Deposition of atmospheric mercury to vegetated terrestrial ecosystems is now understood to be a significant sink, and recent monitoring and isotopic data have suggested that dry deposition of gaseous elemental mercury (GEM) represents the majority of this atmosphere—surface exchange. Until recently, uptake of atmospheric mercury has been monitored using wet deposition and litterfall mass balance techniques, however these have been shown to not take into account all mercury deposition pathways and are not able to resolve the bi-directional nature of mercury air—surface exchange.

Micrometeorological methods provide a direct, non-intrusive method of observing fluxes of many trace gas species, and the instrumentation and logistic networks necessary to measure greenhouse gas fluxes­ have already been deployed across the developed world in large monitoring networks. Technological limitations currently exclude the application of direct eddy covariance techniques to resolving GEM fluxes, as it is not possible to measure GEM concentrations at the same timescales as the transporting turbulent structures. Relaxed eddy accumulation methods have shown successes in resolving GEM fluxes, however these methods are technically cumbersome, requiring complicated instrumentation and specialised expertise, thus limiting their applicability in large-scale monitoring networks.

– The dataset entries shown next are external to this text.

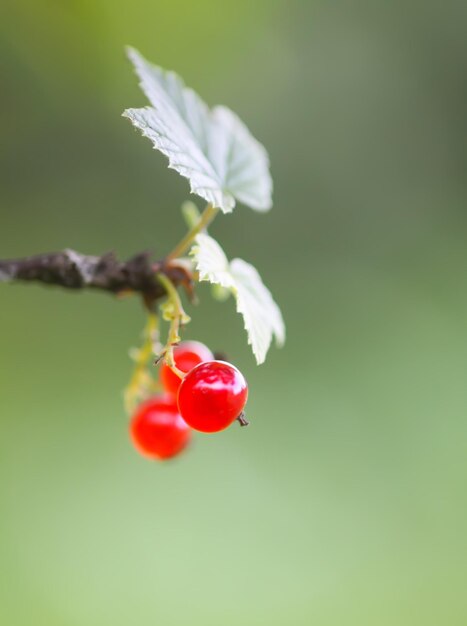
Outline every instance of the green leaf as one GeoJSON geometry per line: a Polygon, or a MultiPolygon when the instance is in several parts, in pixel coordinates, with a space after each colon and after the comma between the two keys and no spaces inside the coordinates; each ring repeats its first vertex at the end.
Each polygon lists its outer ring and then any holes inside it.
{"type": "Polygon", "coordinates": [[[272,180],[266,150],[230,109],[209,109],[173,72],[128,56],[151,106],[123,115],[188,179],[191,192],[224,213],[238,200],[257,211],[272,206],[272,180]]]}
{"type": "Polygon", "coordinates": [[[229,263],[220,245],[209,235],[196,236],[191,254],[200,281],[220,285],[235,296],[248,343],[258,365],[263,363],[273,337],[277,345],[283,345],[285,326],[280,309],[261,276],[253,265],[242,259],[233,259],[229,263]]]}

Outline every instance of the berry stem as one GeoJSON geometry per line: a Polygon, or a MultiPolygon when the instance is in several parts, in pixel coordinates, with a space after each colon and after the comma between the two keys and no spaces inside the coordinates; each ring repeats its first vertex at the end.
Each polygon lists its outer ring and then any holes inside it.
{"type": "Polygon", "coordinates": [[[162,350],[162,355],[164,356],[165,363],[174,374],[179,378],[183,378],[185,376],[184,372],[179,370],[175,365],[173,349],[174,346],[180,343],[180,326],[188,324],[190,317],[185,313],[180,295],[172,281],[164,274],[157,274],[157,278],[167,292],[168,298],[161,306],[161,310],[164,319],[170,322],[167,343],[162,350]]]}
{"type": "Polygon", "coordinates": [[[166,260],[171,261],[173,259],[177,259],[181,257],[190,249],[191,244],[193,243],[194,238],[198,235],[202,230],[207,228],[212,220],[216,217],[219,209],[213,207],[212,204],[208,204],[204,209],[201,217],[197,224],[195,224],[190,230],[187,232],[185,237],[175,246],[175,248],[170,252],[166,260]]]}

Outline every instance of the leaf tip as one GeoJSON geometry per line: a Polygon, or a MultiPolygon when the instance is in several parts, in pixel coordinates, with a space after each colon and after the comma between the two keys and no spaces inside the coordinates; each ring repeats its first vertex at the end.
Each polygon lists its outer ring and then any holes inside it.
{"type": "Polygon", "coordinates": [[[138,59],[141,59],[141,54],[136,48],[133,48],[133,46],[125,46],[125,54],[133,64],[135,64],[138,59]]]}

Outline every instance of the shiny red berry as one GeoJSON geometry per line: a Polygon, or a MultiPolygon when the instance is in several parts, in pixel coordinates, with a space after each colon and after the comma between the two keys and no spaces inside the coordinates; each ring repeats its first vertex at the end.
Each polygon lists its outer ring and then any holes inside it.
{"type": "Polygon", "coordinates": [[[143,456],[164,460],[179,454],[191,431],[181,418],[173,396],[154,396],[143,402],[130,422],[130,435],[143,456]]]}
{"type": "Polygon", "coordinates": [[[193,368],[178,390],[178,408],[185,422],[204,433],[223,430],[241,416],[248,385],[239,370],[224,361],[193,368]]]}
{"type": "MultiPolygon", "coordinates": [[[[175,365],[182,372],[189,372],[195,365],[212,361],[214,358],[211,350],[199,341],[183,341],[174,349],[175,365]]],[[[181,378],[174,374],[170,367],[163,363],[160,370],[160,378],[164,389],[176,394],[180,387],[181,378]]]]}

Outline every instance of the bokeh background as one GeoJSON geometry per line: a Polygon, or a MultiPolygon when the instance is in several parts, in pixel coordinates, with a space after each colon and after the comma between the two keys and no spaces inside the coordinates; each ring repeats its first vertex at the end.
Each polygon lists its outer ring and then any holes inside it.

Gradient-based methods instead relax some theoretical assumptions of turbulent exchange in order to retain technical simplicity in measurement of trace gas fluxes. These methods have successfully been deployed over short vegetation (grassland) environments, however applying these methods to forest ecosystems requires measuring the flux at the forest canopy as well as at the forest floor, thus excluding current gradient GEM sampling methods. We present here a technically simple method of resolving time-averaged GEM gradients at multiple levels within a forest canopy, thereby allowing calculation of forest floor and forest canopy fluxes. This system utilises commercially-available instrumentation and requires relatively little technical expertise, thereby making it ideal for deployment within pre-existing monitoring networks. We present here also preliminary data testing this system in a temperate deciduous forest during the summer growing season, and its abilities and limitations in measuring forest ecosystem fluxes. We propose that this system is currently ready for deployment within existing ecosystem exchange networks, and will provide essential data required for understanding an important aspect of the global mercury cycle.